In short, one game in the second week of the season threatens to define everything that coach Steve Sarkisian has done to this point at Texas. He’s tried to dispel that notion, which is a little like trying to hold back the ocean with a screen door.
There’s a very good reason that Fox and ESPN each decided to send their pregame shows to Austin. The game has been an ongoing topic through spring and summer and has evolved to a near-obsession with Texas fans.
“That’s the first question somebody asks every time they see you,” Texas linebacker DeMarvion Overshown said this week.
Sarkisian is cautioning people to avoid snap judgments, another thankless task.

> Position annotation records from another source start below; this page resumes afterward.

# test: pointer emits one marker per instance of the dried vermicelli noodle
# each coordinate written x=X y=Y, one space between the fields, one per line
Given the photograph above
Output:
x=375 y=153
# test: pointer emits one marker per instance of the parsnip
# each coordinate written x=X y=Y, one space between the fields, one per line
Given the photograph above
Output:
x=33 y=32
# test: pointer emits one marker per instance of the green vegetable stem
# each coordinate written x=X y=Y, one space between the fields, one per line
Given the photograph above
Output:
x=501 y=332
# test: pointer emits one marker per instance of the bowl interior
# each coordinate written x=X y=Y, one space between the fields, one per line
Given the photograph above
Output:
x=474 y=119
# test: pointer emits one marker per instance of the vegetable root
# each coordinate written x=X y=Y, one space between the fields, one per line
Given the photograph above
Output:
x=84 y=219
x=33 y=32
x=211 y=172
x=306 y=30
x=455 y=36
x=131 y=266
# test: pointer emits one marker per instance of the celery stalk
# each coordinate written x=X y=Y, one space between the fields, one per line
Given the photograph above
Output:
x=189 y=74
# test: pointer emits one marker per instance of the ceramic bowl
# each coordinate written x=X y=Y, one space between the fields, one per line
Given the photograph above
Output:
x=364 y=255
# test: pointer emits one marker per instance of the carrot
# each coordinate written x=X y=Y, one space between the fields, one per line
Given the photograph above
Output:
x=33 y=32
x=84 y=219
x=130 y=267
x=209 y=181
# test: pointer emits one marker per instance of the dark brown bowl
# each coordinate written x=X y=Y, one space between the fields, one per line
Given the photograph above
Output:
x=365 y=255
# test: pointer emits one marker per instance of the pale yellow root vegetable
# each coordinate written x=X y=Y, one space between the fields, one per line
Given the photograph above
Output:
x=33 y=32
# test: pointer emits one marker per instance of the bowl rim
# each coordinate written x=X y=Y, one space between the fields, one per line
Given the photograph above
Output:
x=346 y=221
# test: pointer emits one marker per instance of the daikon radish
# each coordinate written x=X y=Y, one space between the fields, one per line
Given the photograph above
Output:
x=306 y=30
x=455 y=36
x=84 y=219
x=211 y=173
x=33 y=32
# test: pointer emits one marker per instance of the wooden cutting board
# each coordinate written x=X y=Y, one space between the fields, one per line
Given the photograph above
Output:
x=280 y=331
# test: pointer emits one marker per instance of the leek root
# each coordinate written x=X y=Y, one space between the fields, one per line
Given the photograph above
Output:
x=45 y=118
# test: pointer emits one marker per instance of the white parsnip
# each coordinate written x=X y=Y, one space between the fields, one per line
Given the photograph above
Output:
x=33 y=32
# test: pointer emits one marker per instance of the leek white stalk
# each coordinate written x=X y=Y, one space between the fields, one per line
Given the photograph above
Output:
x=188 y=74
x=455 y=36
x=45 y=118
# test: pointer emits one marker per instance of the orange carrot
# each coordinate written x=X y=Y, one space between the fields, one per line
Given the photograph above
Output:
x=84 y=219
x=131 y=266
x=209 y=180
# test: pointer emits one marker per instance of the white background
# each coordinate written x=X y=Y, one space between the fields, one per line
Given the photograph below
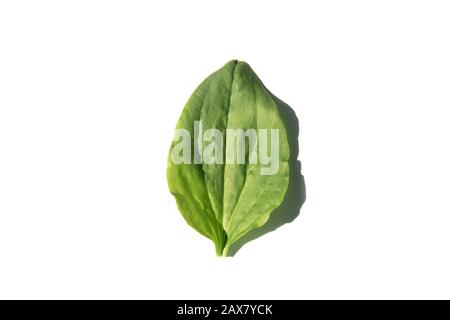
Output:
x=90 y=92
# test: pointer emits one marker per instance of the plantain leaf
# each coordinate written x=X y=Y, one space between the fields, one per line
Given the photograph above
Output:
x=228 y=163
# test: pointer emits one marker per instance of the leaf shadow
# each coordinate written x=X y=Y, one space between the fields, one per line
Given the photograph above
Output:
x=295 y=196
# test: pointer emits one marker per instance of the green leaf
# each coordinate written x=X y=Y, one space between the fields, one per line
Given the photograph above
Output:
x=224 y=199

“I think one of the biggest mistakes people make is like, ‘this is going to be the game that’s going to define our program,’” Sarkisian said. “It might, it might not. I’m not that concerned about it. I’m more concerned about just the way we play the game.”
His oft-repeated goal is to be at AT&T Stadium in the Big 12 championship game, something that Texas has done exactly once since the game returned in 2017.
“This game has no impact on that,” Sarkisian said. “It’ll be great, it’s an awesome opponent, I want to play really well. I want to make sure that our guys play our style of football, our brand of football, and do it the way that I know we’re capable of doing it.”
To get a win and to change a narrative that has hung over the program since the January 2010 loss to Alabama in the national championship game. This is the first meeting of the two bluebloods since then.
“We don’t need superhuman efforts, what we need is people playing to what they’re capable of playing at,” Sarkisian said.
The Longhorns must deal with a team featuring elite talent that doesn’t beat itself, a Heisman-winning quarterback in Brice Young and especially edge rusher extraordinaire Will Anderson.
As an Alabama assistant, Sarkisian supposedly gave Anderson his nickname when he arrived on campus: The Terminator. It turned out to fit perfectly, named after the iconic relentless, unstoppable cyborg who first appeared in the ‘80s sci-fi classic of the same name.
Anderson had 17.5 sacks last season and will be matched against Texas freshman left tackle Kelvin Banks. While Banks is viewed as a future star, he’s one game into his college career.
And Texas redshirt freshman quarterback Quinn Ewers is making just his second start, the other coming against Louisiana-Monroe, which is decidedly not the Crimson Tide.
“For me, I try to approach every quarterback the same,” Anderson said this week. “But for a young quarterback like that, it’s going be fun. This is his first game, you know, going against a defense like this, so we’re just going to go out there and do our thing and we’re not going to try to do nothing more difficult out there and play the game plan that our coach gives us.”
Expect Alabama to bring pressure early and often to try to rattle the offensive line and Ewers, Anderson said.
“They haven’t probably seen a team like us before and to go out there and try to get them roused up a little bit, go in there and get pressure on them early on,” Anderson said.
Ewers has heard plenty and seen enough of the Alabama defense to have an understanding of the challenge.
“They’re fast,” Ewers said. “They do everything the right way.”